NVO3 participants:

Tom Herbert brought up that the L3 address migration should be discussed in the 
NVO3 mobility draft (now called NVO3-ts-address-migration).
As David Black pointed out in his email that L3 address migration is similar to 
L2 migration causing one subnet being spread across many.

The outbound traffic of fragmented L3 addresses doesn't have the same issue as 
L2 address migration, but the inbound traffic has the same issues as L2 address 
migration.

I added one small section to describe the L3 Address Migration. Please provide 
comments or suggestions.


------------------------------

L3 Address Migration
When the attachment to NVE is L3 based, TS migration can cause one subnetwork 
to be scatted among many NVEs, or fragmented addresses.
The outbound traffic of fragmented L3 addresses doesn't have the same issue as 
L2 address migration, but the inbound traffic has the same issues as L2 address 
migration (Section 6). In theory, host hosting at DCBR can achieve the optimal 
path forwarding in very fragmented network. But host routing can be challenging 
in a very large and highly virtualized data center, there could be hundreds of 
thousands of hosts/VMs, sometimes in millions, due to business demand and 
highly advanced server virtualization technologies.
Optimal routing of TS's inbound traffic. This means that as a given TS moves 
from one server to another, the (inbound) traffic originated outside of the 
TS's directly attached NVE, and destined to that TS be routed optimally to the 
NVE to which the server presently hosting that TS, without first traversing 
some other NVEs.

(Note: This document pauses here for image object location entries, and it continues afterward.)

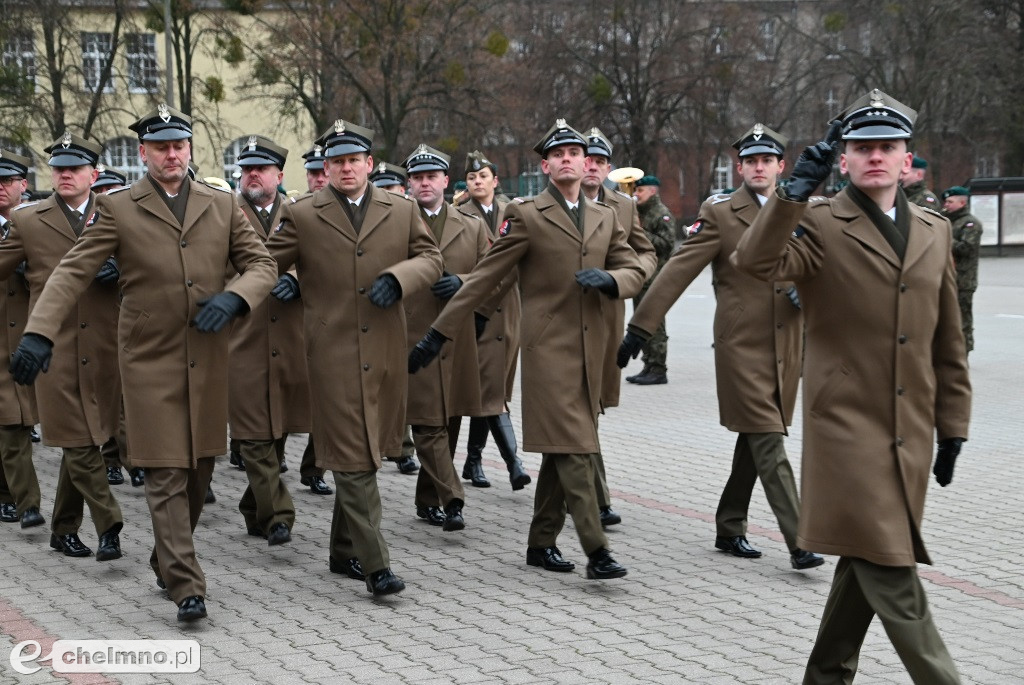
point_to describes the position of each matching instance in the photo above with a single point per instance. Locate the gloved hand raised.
(217, 310)
(945, 460)
(446, 286)
(385, 291)
(425, 350)
(599, 279)
(109, 272)
(814, 165)
(33, 355)
(287, 288)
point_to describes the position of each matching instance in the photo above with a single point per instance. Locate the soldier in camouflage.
(967, 244)
(657, 222)
(913, 185)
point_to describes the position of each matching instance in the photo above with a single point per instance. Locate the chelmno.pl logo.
(109, 656)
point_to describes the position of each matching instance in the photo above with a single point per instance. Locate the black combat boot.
(501, 428)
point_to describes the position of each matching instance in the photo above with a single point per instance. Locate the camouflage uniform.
(658, 224)
(922, 197)
(967, 241)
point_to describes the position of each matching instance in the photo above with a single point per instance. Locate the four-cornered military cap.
(345, 138)
(314, 158)
(13, 165)
(163, 124)
(761, 140)
(598, 143)
(71, 151)
(878, 117)
(259, 152)
(385, 175)
(426, 158)
(559, 134)
(110, 177)
(476, 161)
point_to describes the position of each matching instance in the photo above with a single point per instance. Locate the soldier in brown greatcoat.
(357, 251)
(80, 397)
(18, 485)
(174, 240)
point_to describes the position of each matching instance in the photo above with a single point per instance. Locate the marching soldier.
(19, 497)
(658, 223)
(570, 254)
(357, 252)
(967, 248)
(758, 345)
(80, 397)
(454, 381)
(886, 371)
(498, 345)
(174, 240)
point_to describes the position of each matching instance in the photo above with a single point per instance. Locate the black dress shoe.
(8, 512)
(350, 567)
(802, 559)
(137, 477)
(110, 544)
(316, 485)
(737, 547)
(609, 517)
(408, 465)
(453, 516)
(279, 534)
(384, 583)
(114, 475)
(32, 517)
(549, 558)
(192, 608)
(70, 545)
(433, 515)
(601, 566)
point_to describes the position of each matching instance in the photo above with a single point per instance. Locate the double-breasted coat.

This is also known as avoiding "triangular routing".
In theory, host hosting by every NVE (including the DCBR) can achieve the 
optimal path forwarding in very fragmented network. But host routing can be 
challenging in a very large and highly virtualized data center, there could be 
hundreds of thousands of hosts/VMs, sometimes in millions, due to business 
demand and highly advanced server virtualization technologies.
ECMP can be used by the DCBR or any NVEs that don't support host routing or 
can't access NVA to distribute traffic equally to any of the NVEs that support 
the subnet (VN). If an NVE doesn't have the destination of a data packet 
directly attached, it can query NVA for the target NVE to which the destination 
is attached, and encapsulate the packet with the target NVE as outer 
destination before sending it out.
Another approach is to designate one or two NVEs as designated forwarder for a 
specific subnet when the subnet is spread across many NVEs. For example, if 
high percentage of TSs of one subnet is attached to NVE "X", the remaining 
small percentage of the subnet is spread around many NVEs. Designating NVE "X" 
as the designated forwarder for the subnet can greatly reduce the "triangular 
routing" for the traffic destined to TSs in this subnet.